Исмаил тяжело дышал, не двигался, словно прирос к земле.
— Твой порядок — плохой в лесу порядок! — отдышавшись, крикнул он. — Машина не от меня страдает, от дурной работы! Скоро на селинные земли поеду, правду искать! С тобой работать — с ума сходить будешь, машину гробить!
Илья обрадовался. В голосе пророкотало торжество.
— Это дело ты придумал, давно бы… Валяй на целину! И говорить больше нечего…
Хлопнула дверь.
Дед, сидя в сарае, видел через открытые ворота, как молча стояла у крыльца тёмная фигура юноши, боясь сойти со светлой дорожки, жадно заглядывала в яркое окно.

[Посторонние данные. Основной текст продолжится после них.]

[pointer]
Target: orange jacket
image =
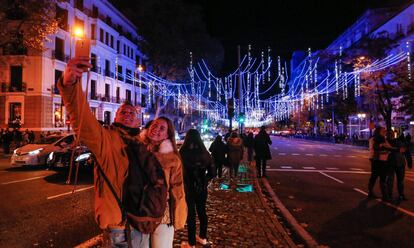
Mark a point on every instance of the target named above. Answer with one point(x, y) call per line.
point(107, 146)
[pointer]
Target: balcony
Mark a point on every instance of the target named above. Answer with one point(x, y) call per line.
point(6, 87)
point(108, 73)
point(60, 56)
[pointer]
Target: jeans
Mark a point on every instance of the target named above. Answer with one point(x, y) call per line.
point(196, 202)
point(163, 236)
point(117, 238)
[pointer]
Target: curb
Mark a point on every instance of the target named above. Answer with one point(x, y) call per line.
point(309, 240)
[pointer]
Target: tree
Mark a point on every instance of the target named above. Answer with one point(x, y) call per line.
point(26, 24)
point(171, 30)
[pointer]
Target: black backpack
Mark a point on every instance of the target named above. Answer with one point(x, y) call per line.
point(144, 198)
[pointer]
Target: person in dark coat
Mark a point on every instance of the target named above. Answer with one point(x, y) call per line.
point(218, 151)
point(234, 153)
point(262, 150)
point(249, 144)
point(198, 171)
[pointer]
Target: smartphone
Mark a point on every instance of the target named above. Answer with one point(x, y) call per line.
point(83, 48)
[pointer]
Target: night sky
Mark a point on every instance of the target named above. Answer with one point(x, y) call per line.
point(284, 25)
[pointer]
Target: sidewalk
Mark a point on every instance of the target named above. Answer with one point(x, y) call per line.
point(236, 219)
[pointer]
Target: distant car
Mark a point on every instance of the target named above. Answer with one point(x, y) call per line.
point(37, 154)
point(62, 158)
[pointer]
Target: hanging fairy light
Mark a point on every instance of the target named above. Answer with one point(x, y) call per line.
point(408, 60)
point(268, 64)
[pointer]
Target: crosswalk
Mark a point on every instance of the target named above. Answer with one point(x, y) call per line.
point(322, 155)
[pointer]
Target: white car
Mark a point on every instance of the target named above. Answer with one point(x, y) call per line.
point(37, 154)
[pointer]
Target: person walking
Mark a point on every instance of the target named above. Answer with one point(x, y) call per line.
point(160, 140)
point(262, 150)
point(249, 144)
point(118, 170)
point(198, 171)
point(234, 153)
point(218, 151)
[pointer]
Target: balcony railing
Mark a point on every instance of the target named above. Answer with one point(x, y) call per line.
point(60, 56)
point(6, 87)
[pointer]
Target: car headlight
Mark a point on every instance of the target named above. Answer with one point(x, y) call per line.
point(50, 157)
point(83, 157)
point(35, 152)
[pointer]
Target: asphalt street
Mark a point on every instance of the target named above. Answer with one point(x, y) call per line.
point(324, 186)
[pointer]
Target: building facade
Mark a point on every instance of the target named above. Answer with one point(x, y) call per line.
point(28, 93)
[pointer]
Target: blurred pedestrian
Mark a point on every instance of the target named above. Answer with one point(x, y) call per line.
point(234, 153)
point(397, 163)
point(249, 144)
point(262, 151)
point(198, 171)
point(218, 151)
point(160, 140)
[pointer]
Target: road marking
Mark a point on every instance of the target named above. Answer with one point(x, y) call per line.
point(23, 180)
point(69, 193)
point(300, 170)
point(331, 177)
point(407, 212)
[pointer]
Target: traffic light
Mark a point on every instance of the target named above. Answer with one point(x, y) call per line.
point(241, 118)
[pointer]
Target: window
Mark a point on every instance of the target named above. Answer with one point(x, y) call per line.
point(107, 93)
point(62, 18)
point(58, 75)
point(118, 90)
point(101, 35)
point(95, 11)
point(128, 95)
point(79, 4)
point(93, 31)
point(79, 23)
point(16, 76)
point(59, 49)
point(15, 112)
point(93, 90)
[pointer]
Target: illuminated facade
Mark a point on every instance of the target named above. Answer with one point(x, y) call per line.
point(28, 92)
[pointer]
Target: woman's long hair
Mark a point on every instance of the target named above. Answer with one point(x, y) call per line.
point(170, 132)
point(193, 138)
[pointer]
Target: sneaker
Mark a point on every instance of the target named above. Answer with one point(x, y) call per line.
point(202, 241)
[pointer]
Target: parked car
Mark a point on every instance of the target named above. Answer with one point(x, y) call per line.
point(37, 154)
point(62, 158)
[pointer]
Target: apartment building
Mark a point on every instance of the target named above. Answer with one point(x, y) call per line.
point(28, 92)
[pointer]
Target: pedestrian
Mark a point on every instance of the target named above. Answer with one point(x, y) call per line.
point(382, 149)
point(218, 151)
point(249, 144)
point(160, 140)
point(124, 165)
point(234, 153)
point(397, 163)
point(198, 171)
point(262, 151)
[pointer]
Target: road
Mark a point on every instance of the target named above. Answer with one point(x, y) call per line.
point(37, 208)
point(324, 186)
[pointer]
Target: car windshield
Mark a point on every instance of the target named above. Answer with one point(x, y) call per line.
point(48, 140)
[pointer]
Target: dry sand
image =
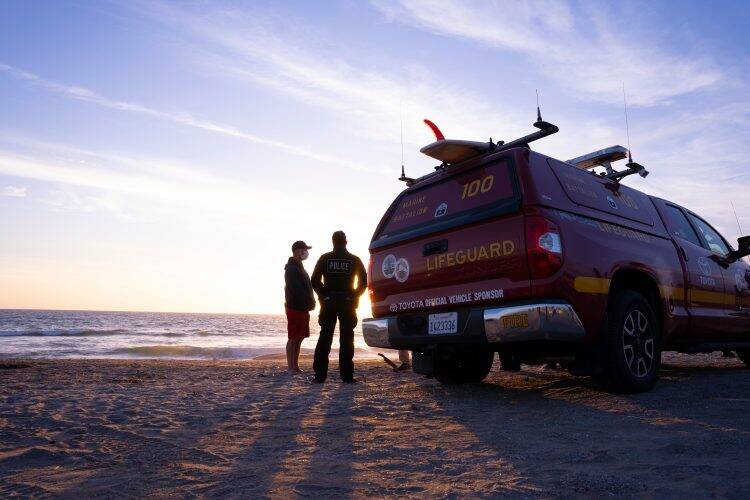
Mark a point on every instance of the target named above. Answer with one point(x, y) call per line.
point(245, 429)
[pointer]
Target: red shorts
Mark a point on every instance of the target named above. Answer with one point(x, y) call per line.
point(298, 324)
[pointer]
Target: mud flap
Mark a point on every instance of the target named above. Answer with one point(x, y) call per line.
point(422, 363)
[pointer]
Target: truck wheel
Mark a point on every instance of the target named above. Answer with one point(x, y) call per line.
point(744, 356)
point(463, 366)
point(509, 362)
point(632, 348)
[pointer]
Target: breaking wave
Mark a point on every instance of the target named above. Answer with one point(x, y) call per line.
point(191, 352)
point(62, 333)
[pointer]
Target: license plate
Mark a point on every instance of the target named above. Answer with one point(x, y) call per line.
point(443, 323)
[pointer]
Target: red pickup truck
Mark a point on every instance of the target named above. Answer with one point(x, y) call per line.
point(540, 260)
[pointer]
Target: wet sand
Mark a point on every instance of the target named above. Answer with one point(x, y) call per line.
point(106, 428)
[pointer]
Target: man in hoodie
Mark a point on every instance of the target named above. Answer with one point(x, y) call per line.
point(299, 302)
point(334, 281)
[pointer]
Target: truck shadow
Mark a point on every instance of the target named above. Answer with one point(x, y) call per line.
point(578, 439)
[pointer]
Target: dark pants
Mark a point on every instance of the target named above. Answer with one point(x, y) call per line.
point(345, 312)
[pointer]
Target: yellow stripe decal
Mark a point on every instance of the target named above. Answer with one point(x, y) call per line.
point(585, 284)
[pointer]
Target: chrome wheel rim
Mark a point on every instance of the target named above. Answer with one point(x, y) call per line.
point(638, 343)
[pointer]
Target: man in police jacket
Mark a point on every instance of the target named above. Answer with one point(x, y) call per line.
point(333, 280)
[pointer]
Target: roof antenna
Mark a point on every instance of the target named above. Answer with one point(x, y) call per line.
point(541, 124)
point(408, 180)
point(735, 216)
point(633, 166)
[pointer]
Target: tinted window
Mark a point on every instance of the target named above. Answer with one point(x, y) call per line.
point(680, 225)
point(452, 197)
point(710, 236)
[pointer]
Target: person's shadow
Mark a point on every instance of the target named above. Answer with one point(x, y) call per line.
point(331, 468)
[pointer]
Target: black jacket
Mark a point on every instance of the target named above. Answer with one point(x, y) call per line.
point(334, 275)
point(298, 289)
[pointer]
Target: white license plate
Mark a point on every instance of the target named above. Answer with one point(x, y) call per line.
point(438, 324)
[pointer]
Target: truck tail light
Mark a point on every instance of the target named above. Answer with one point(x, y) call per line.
point(369, 276)
point(543, 246)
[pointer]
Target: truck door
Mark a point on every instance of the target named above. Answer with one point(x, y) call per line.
point(704, 280)
point(736, 293)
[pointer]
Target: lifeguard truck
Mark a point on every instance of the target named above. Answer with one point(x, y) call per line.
point(505, 250)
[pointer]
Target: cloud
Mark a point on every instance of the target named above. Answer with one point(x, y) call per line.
point(13, 191)
point(105, 174)
point(587, 50)
point(367, 100)
point(185, 119)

Потом свет в доме потух, и старик перестал различать очертания. Темнота и холодные, острые звезды обступили его, он закрылся тулупом и задремал.
Когда позеленел край неба и в зыбкой вышине одна за другой стали меркнуть звезды, снизу, от Печоры, к самому крыльцу поднялся туман.
Старик проснулся от холода. Дёрнул залубеневшими ногами, подобрал края тулупа, но согреться не мог. Голые дёсны мягко тёрлись в запавшем рту. Костлявые руки сводила судорога.
Яков вздохнул, вспомнил о самоваре и тёплой лежанке и, кутаясь в драную меховину, сел.
Поперёк сарая, искрясь на соломенных ворсинах, дымилась лунная полоса. Луна, что светила вечером на Запечорье, теперь висела низко, над самой крышей дома, заглядывала в сарай. Весь двор заполонила огромная, густая тень от избы.
Старик брёл по двору, погружаясь в эту тень. Когда луна пропала за черным коньком кровли, напоследок скользнув по его лицу и жиденьким волосам, Яков почувствовал, что слепнет, и остановился. Лишь минутой позже ослабевшие глаза попривыкли к темноте, и он мог бы шагать к порожкам. Но он медлил, поправляя сползающий с плеча тулуп, вглядываясь.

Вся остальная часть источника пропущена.